Taoiseach Leo Varadkar and Minister for Finance Paschal Donohoe are going to present a three-year programme for public finances in the Budget. It will help businesses and the public plan, the Taoiseach said. Hard to argue with that - and if it is a move away from the long and dishonourable traditional of trying to cook up some surprises on Budget day each year, then all the better.
But there may be another motivation for the three-year strategy this year. It will allow the Government to promise some juicy enough tax cuts and spending increases in the latter two years. There isn’t a lot of cash available this year, but - on current projections - there will be for the 2019 and 2020 Budgets.
Politically, the Government is hoping that this “jam tomorrow” strategy will keep voters on board.
On current projections there might only be €300 million to distribute in new tax and spending measures in Budget 2018, which will be presented in October. You would suspect that a bit more will be found from somewhere before the day itself, but either way the package will be tight enough.
The Government will have to find savings or some increased taxes to pay for any significant new measures - and in the current political set-up that won't be easily achieved. You can just see all the big lobby groups playing Fine Gael, the Independents and Fianna Fáil off against each other.
Just watch the tourism lobby in action if there is any talk of increasing the 9 per cent Vat rate, for example.
Room for manoeuvre
Caught in a bind for Budget 2018, the Government wants to hold out the promise of more in the years ahead. The forecasts are that the room for manoeuvre in Budget 2019 will be €3.2 billion, with €3.4 billion available the following year.
Happy days, you might think, for the Minister for Finance who gets to present those Budgets. It might not quite be back to the “Champagne Charlie” headlines of the McCreevy era of the early 2000s, but “ Prosecco Paschal” would, if the forecasts prove correct, have a significant enough amount to play with.
Even on the Government commitment to use two-thirds of any leeway for extra spending and one-third for tax reductions, this would still leave some room to take a chunk out of USC or income tax over a couple of years and promise some extra spending in key areas.
Of course the key phrase in all this is “on current projections”. We have seen how Budget prospects can turn on the proverbial sixpence, if economic growth turns downwards. Revenues and spending are both very large numbers each year - both in excess of €60 billion.
High reliance
All you need is for tax to come in a bit below expectations and spending a bit above and your projections are in trouble. Our high reliance on corporation tax and our limited understanding of what is driving this revenue are other risk factors.
And then, of course, there is the obvious point. Brexit happens five months after Budget 2019 is announced. You would presume by then we will know more about the shape it will take, though on the speed the talks have been moving at so far, you wouldn’t be at all sure of that.
If Britain is heading for a hard Brexit and particularly if it looks like it might crash out of the EU with no deal, then we will be seeing some economic nerves by next year and will face considerable uncertainty heading into 2019. Your guess about how likely this is will be as good as mine, but it can’t be ignored.

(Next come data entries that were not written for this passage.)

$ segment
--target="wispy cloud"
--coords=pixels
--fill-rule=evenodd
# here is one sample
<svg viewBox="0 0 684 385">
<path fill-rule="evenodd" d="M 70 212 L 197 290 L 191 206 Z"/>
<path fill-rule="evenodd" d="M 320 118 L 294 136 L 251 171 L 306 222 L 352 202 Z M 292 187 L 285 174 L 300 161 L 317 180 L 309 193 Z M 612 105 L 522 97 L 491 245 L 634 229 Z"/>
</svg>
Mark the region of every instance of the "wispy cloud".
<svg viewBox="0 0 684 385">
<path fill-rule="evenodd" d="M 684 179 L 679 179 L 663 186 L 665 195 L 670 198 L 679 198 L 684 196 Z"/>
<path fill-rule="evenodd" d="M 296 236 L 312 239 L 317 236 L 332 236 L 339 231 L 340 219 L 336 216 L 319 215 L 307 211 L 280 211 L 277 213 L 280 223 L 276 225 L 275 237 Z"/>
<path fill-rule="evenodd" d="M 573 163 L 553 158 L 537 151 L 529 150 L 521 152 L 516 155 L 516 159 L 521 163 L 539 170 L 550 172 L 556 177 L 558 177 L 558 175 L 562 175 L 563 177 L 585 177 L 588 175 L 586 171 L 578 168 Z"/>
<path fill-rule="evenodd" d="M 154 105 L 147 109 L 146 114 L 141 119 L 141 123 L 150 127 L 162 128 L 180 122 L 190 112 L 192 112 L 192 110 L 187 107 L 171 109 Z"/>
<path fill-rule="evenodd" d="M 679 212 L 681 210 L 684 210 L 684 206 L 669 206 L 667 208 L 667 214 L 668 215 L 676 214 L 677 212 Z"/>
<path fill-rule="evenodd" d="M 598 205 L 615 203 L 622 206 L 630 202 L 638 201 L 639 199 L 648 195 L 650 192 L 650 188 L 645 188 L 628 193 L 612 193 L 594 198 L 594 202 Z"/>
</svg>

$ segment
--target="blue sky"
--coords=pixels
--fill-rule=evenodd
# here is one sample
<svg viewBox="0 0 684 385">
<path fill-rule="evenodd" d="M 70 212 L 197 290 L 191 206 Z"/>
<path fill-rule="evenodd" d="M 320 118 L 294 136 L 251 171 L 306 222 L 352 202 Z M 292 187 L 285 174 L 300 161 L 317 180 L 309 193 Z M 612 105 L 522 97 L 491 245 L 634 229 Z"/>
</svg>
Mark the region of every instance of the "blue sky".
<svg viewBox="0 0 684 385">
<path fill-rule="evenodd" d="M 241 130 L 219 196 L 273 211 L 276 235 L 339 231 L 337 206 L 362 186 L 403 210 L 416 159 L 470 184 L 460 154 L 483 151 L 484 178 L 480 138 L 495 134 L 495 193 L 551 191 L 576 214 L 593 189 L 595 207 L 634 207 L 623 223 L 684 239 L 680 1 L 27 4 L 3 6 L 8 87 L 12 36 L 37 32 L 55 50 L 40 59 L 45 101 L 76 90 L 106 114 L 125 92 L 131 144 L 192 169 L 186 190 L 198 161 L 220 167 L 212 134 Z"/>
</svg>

If the three-year Budget plan is to mean anything, it needs to confront this head on. There is little point in promising people income tax or USC cuts in 2019 and 2020 as a matter of certainty, if the numbers are built on a foundation of uncertainty. This is no fault of those who made the forecasts, of course - it is just the situation we find ourselves in.
Flexibility
Against this backdrop, if the Budget is really to prepare us for Brexit, it needs first to make clear that nothing will be done to throw the public finances off course. Above all, we need some room for flexibility in the public finances if the immediate Brexit hit to growth is more significant than currently forecast.
Beyond that, the Budget plan then needs to set priorities. Top of the list needs to be key pieces of social and economic infrastructure - housing, investment in water and some other key projects. Then there are a hundred and one other demands for day-to-day spending and tax cuts.
There are key problems in the tax code which need to be fixed . One of them is the low income level at which people enter the top tax rate. Another is the need to decide on the future of property tax, which can be a long-term stable source of revenue, but needs to be structured correctly.
But I wonder are taxes now the top priority of voters? Asked in surveys do we want to pay lower taxes, we will all say “yes”.
But where does this really rank against priorities such as housing, health and education?
If the Government uses the three-year plan to pursue a “jam tomorrow” tax cut plan, it will have little credibility against the backdrop of Brexit. A proper plan needs to recognise the huge uncertainty that this presents, and set down a considered way to respond. Promising a point off the main USC rate each year does not constitute a strategy.